In 1952, she married and over the years adopted two children. And she also went back to school. In 1985, she earned a B.A. in theology from Georgetown University. Winner of too many awards to enumerate, including the Presidential Medal of Freedom from Ronald Reagan, it is said, “Pearl Bailey signs her autograph, “All Love, Pearl” – and she means it. This rare treasure has a heart as big as the world.”
She is regarded as one of the most powerful women in the business world, being the first woman CEO of a Fortune-20 company. Many credit her with being the one who smashed the glass ceiling. Carly Fiorina was a top executive at AT&T and Lucent, then became CEO of Hewlett-Packard during its hard-fought merger with Compaq. Despite harsh criticism from some, according to her own lights, she simply made the necessary, tough decisions that saved the company.

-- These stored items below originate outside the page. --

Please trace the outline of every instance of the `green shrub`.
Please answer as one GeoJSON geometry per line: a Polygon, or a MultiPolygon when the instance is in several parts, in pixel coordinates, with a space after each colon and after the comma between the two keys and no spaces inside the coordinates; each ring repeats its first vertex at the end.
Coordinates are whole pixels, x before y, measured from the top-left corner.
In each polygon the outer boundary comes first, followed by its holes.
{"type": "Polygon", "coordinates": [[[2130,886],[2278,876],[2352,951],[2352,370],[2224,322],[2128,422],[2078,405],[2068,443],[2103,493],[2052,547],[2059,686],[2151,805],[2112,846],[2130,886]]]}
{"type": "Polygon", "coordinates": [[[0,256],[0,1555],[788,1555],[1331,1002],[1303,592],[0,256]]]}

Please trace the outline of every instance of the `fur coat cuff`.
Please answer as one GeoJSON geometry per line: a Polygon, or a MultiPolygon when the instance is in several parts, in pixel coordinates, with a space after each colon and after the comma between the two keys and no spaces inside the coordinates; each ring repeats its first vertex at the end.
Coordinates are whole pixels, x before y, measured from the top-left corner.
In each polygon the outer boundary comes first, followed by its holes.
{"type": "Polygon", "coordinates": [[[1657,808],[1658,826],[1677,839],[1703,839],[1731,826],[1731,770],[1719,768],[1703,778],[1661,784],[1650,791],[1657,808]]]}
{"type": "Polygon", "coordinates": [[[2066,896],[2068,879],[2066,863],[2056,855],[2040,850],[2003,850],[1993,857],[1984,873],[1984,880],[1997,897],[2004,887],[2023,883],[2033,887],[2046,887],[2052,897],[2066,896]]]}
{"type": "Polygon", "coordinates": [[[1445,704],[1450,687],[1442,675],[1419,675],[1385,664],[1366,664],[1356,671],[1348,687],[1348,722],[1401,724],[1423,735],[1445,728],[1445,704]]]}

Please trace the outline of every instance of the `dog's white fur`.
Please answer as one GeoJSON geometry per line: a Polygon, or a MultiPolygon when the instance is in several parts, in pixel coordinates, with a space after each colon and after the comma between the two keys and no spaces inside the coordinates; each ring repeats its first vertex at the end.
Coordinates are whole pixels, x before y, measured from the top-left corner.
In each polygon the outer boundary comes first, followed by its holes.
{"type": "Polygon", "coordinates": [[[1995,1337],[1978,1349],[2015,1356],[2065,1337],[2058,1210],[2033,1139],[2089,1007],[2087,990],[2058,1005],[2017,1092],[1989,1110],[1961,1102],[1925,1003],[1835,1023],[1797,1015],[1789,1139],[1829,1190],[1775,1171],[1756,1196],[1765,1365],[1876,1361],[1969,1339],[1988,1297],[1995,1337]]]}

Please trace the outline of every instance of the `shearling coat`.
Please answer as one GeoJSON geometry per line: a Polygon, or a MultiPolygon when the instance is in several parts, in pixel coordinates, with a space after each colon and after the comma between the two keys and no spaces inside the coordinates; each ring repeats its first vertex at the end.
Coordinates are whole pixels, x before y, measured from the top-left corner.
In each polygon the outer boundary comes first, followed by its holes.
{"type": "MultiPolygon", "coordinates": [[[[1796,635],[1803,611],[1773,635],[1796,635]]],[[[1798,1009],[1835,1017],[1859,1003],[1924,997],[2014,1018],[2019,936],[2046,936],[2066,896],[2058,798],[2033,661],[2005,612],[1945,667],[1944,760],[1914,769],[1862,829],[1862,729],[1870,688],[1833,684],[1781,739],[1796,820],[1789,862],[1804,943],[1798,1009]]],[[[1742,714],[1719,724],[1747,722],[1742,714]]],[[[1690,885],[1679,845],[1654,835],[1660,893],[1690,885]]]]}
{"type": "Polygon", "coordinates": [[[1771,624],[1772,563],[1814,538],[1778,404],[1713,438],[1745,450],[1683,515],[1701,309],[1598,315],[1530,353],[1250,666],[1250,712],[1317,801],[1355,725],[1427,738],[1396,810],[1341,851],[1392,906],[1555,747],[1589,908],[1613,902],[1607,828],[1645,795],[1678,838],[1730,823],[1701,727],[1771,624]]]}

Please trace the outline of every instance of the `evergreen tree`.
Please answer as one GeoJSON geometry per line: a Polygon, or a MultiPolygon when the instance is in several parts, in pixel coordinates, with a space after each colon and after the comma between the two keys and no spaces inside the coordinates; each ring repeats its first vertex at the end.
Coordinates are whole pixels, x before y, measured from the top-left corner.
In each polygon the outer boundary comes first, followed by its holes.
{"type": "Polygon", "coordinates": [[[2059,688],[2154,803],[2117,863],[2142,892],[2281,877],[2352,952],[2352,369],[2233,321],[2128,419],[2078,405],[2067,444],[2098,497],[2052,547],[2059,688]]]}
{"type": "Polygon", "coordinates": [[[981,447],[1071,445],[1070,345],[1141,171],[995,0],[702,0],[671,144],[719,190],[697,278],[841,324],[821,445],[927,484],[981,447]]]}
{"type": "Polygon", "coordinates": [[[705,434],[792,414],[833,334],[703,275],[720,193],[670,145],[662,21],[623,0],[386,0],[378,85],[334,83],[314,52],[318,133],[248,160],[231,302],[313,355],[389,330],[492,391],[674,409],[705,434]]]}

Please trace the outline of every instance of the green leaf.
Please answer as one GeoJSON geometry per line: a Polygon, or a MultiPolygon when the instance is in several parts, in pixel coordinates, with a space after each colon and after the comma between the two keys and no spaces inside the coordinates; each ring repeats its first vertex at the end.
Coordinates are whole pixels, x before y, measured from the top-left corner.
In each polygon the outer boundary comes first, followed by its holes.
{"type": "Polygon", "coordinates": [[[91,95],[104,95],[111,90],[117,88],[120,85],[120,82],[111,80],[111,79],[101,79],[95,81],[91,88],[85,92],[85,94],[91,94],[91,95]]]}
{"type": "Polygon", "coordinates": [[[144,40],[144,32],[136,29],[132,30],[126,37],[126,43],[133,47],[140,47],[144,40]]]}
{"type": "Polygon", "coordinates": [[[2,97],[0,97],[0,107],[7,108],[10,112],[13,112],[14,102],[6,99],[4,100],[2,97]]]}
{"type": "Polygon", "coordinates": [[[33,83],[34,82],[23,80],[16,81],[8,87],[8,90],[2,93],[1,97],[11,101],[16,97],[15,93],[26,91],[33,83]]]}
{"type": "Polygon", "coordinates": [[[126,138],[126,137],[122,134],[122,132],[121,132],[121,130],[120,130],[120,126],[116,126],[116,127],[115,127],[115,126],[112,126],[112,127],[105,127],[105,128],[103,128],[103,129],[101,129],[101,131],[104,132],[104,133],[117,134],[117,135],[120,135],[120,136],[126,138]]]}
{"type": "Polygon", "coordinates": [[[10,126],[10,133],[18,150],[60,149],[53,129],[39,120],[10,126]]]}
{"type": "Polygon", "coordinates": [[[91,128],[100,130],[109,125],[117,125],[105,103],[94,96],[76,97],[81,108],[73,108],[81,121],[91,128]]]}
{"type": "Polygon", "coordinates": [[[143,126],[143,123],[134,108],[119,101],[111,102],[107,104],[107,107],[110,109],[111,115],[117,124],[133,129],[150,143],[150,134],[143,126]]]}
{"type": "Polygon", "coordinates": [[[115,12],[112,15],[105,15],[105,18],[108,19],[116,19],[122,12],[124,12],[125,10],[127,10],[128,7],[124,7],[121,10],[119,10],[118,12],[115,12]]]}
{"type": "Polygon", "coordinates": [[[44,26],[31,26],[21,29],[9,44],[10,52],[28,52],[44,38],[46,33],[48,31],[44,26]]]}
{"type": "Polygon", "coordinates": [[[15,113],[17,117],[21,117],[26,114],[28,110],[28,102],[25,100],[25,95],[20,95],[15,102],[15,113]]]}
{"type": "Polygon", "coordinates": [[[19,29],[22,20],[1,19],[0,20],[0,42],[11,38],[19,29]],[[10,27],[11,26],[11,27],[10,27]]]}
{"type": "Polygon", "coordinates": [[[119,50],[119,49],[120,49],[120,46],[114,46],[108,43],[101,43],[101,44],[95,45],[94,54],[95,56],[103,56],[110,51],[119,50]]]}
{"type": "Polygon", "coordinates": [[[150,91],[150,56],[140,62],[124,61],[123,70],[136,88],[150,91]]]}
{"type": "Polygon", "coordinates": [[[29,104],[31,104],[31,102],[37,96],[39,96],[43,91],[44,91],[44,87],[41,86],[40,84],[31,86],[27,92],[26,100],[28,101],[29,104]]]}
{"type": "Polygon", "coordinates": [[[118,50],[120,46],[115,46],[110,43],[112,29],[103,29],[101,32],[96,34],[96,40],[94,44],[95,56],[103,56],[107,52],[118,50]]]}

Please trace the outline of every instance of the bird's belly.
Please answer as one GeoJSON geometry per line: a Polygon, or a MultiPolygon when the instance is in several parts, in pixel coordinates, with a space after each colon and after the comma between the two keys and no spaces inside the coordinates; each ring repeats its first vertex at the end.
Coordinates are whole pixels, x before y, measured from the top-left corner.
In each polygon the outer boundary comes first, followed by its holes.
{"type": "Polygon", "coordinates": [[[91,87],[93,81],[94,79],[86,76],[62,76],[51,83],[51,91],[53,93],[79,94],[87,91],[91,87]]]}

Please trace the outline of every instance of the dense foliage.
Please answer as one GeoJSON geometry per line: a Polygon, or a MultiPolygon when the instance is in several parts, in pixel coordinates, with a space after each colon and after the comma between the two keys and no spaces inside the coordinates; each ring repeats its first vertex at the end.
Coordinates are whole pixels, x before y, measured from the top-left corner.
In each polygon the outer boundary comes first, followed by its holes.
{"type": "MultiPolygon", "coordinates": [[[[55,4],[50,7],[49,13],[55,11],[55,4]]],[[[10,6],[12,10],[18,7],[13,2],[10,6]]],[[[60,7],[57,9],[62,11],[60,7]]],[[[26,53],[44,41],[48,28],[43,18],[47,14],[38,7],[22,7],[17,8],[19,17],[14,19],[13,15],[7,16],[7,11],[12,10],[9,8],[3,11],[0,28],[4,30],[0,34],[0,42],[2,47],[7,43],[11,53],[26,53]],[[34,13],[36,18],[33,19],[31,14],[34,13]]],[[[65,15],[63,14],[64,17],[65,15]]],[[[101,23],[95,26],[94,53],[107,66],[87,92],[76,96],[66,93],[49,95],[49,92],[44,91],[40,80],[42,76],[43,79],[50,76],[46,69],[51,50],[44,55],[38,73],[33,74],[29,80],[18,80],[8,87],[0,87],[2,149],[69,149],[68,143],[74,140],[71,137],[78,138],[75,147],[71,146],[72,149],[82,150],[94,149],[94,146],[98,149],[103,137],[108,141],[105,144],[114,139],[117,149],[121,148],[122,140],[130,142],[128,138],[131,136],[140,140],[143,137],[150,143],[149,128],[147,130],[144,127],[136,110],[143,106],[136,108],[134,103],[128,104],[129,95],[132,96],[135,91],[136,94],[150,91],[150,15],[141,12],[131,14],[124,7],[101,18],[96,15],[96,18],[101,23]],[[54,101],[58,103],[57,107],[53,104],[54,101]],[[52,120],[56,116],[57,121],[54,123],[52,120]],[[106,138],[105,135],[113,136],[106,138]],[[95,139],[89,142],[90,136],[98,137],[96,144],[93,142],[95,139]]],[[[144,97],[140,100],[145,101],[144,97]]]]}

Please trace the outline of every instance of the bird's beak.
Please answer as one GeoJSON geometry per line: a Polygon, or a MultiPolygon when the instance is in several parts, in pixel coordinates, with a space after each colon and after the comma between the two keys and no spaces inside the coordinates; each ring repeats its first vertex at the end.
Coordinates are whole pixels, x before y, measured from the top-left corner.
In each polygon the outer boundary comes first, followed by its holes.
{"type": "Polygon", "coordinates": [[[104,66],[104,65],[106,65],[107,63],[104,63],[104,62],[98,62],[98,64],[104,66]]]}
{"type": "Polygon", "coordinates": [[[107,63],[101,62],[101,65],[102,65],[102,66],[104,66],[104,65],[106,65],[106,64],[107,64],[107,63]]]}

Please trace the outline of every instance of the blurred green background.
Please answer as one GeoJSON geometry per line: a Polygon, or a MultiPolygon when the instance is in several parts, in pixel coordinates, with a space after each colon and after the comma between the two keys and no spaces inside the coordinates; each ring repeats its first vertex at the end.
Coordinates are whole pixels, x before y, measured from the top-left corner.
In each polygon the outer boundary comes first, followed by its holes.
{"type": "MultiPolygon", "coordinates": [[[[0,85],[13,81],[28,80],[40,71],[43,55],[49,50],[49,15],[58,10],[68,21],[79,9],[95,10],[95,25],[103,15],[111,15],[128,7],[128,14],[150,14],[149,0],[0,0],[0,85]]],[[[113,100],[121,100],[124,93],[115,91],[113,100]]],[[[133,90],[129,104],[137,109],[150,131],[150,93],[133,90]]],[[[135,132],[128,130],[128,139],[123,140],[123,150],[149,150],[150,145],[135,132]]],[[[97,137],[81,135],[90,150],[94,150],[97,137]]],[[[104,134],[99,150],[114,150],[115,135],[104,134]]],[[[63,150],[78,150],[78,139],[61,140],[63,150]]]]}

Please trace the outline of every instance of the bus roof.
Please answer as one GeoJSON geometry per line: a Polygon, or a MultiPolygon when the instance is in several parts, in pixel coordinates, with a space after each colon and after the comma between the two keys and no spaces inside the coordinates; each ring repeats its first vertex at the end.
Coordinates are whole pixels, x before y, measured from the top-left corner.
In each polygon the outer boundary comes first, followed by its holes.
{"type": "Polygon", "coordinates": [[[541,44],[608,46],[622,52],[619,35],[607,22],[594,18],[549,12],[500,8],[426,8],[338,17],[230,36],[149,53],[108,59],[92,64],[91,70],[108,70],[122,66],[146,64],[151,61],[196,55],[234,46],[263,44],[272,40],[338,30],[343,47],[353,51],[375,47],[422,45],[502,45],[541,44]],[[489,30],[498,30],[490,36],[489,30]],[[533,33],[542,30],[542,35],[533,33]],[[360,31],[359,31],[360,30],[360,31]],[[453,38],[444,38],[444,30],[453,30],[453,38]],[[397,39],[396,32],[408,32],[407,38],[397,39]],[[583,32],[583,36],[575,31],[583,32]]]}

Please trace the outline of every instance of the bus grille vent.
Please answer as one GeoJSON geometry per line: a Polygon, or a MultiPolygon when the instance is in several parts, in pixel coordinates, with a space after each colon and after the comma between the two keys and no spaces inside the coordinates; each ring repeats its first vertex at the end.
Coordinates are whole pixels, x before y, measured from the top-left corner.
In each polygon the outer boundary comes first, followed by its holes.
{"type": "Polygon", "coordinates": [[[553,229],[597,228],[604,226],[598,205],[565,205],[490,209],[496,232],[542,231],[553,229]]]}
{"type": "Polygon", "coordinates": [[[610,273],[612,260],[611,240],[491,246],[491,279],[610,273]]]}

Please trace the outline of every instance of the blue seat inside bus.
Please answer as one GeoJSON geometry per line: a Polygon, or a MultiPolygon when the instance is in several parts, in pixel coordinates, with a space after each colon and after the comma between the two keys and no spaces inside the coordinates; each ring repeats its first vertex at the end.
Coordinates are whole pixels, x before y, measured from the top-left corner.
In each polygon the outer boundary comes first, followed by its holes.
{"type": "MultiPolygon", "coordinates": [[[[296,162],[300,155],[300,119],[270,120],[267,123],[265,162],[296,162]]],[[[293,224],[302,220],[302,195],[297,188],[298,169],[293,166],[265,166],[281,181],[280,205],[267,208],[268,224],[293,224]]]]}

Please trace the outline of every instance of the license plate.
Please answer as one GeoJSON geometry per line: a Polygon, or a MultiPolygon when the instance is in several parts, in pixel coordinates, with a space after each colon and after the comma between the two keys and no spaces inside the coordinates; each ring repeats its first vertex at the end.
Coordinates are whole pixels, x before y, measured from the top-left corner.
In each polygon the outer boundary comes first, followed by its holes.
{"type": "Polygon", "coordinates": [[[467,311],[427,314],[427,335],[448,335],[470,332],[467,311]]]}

After heading up H-P, she became a commentator for the FOX Business Network. She also was a mother who went back to school. She started out with a B.A. in history and philosophy from Stanford in 1976, then, to her father’s disappointment, dropped out after one year of law school. But by 1980 she held an MBA in marketing from the University of Maryland. That wasn’t enough. She married her second husband in 1985, and helped bring up two step-daughters. And in 1989 she went back to school and received a B.S. in management from M.I.T. In 2008, she was an advisor to the presidential campaign of John McCain. She is a breast cancer survivor, diagnosed in 2009. Yet in 2010, she had recovered enough to run in a famous but unsuccessful attempt to unseat Sen. Barbara Boxer. She is now the board chair of Good360, a nonprofit that "help companies help charities."
Going back to school as an adult isn't always easy, but these women have shown that getting your college degree is worth it. For those of you who are just starting to think about going back to school, and for those of you who have already earned your degree, StraighterLine congratulates you!